There seems to be a late effort to lobby Obama not to veto the Palestinian bid for statehood at the Security Council. Jimmy Carter was on NPR’s All Things Considered today urging the president to stand out of the way (and host Guy Raz seemed incredulous). Now this letter to Obama from a former ambassador, Charles O. Cecil, ambassador to Niger under Clinton, is getting wide circulation in email lists I’m on.

Dear Mr. President:

Just think for a minute—what would happen if the United States abstained when the Palestinian question comes before the UN Security Council in the next week or two?

The resolution would pass. The world would be stunned. The United States would enter an entirely new era in our relations with the Muslim countries of the world. The vision you outlined in Cairo for better relations with the Islamic world would take the largest step forward of your presidency. The United States would once again have regained the high moral ground we so often claim to occupy. The energies loosed by the “Arab spring” would continue to be devoted to their own domestic affairs rather than being diverted into condemning the United States. We are hypocrites when we claim to want justice for the Palestinians but we do nothing meaningful to help achieve this.

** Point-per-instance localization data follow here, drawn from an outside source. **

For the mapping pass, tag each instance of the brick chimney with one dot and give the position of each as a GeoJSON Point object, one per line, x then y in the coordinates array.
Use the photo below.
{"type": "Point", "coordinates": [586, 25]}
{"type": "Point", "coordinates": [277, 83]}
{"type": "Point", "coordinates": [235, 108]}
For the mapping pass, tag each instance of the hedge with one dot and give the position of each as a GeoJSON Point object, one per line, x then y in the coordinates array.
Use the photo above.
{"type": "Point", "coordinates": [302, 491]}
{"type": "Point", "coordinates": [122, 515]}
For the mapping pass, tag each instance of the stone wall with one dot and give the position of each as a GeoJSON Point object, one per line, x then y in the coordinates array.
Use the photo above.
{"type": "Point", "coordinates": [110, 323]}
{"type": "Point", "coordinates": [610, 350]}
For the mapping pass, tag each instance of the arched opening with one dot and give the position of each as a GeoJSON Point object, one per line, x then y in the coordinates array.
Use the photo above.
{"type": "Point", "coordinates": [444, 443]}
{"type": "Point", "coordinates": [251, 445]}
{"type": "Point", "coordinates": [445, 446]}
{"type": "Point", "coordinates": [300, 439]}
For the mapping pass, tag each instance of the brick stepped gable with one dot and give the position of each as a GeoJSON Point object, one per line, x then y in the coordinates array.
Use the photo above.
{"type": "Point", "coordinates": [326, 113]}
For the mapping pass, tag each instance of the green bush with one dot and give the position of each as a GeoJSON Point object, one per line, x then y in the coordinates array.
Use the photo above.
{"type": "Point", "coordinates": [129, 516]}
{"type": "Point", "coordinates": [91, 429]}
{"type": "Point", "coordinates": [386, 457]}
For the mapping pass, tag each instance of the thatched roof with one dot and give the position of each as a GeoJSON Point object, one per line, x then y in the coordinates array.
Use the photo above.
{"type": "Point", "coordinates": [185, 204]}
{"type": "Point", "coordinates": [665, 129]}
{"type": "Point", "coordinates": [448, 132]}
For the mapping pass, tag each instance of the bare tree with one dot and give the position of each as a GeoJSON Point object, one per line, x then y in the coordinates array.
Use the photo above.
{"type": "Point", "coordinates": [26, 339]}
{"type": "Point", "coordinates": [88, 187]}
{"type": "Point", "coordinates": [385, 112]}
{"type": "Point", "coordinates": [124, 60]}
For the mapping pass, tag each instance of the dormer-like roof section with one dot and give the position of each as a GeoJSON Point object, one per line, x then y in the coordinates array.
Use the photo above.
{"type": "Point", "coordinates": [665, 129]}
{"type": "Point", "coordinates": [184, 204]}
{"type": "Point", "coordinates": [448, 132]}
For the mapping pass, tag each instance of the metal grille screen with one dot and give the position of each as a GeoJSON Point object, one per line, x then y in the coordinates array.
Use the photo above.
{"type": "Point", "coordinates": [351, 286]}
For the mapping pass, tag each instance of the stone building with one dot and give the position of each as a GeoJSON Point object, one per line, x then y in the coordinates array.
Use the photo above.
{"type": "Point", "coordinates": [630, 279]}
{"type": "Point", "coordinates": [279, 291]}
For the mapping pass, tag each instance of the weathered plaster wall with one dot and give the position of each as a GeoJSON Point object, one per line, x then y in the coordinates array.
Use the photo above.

On the other hand, if the United States vetoes the Palestinian request for statehood, we will damage our position in the Islamic world—not merely the Arab World—for untold years to come. We will become the object of retribution throughout the Muslim world, and will give new energy to the lagging efforts of al-Qaida to retaliate against us. I served my country 36 years in the Foreign Service of the United States, ten assignments in ten Muslim countries. I know the power of this issue. Why would we want to give new impetus to anti-American sentiment throughout the Muslim world?

Mr. Netanyahu’s office has issued a statement saying “Peace will be achieved only through direct negotiations with Israel.” You know, and I know, that Mr. Netanyahu has no intention of concluding a just and fair peace with the Palestinian Authority. His only concern is to continue the inexorable construction of more settlements, creating more “facts on the ground” until the idea of an independent Palestinian state becomes a mere memory of a bygone era. When Israel declared its independence in 1948 it did not do so after direct negotiations with Palestine. If Israel really wants to negotiate with the Palestinians, why would negotiating with an independent Palestinian government, on an equal footing, deter it from engaging in these negotiations? 

The Reagan administration launched an international information campaign under the slogan “Let Poland be Poland.” It’s time we let Palestine be Palestine.

Abstain from this upcoming vote. Just think about it.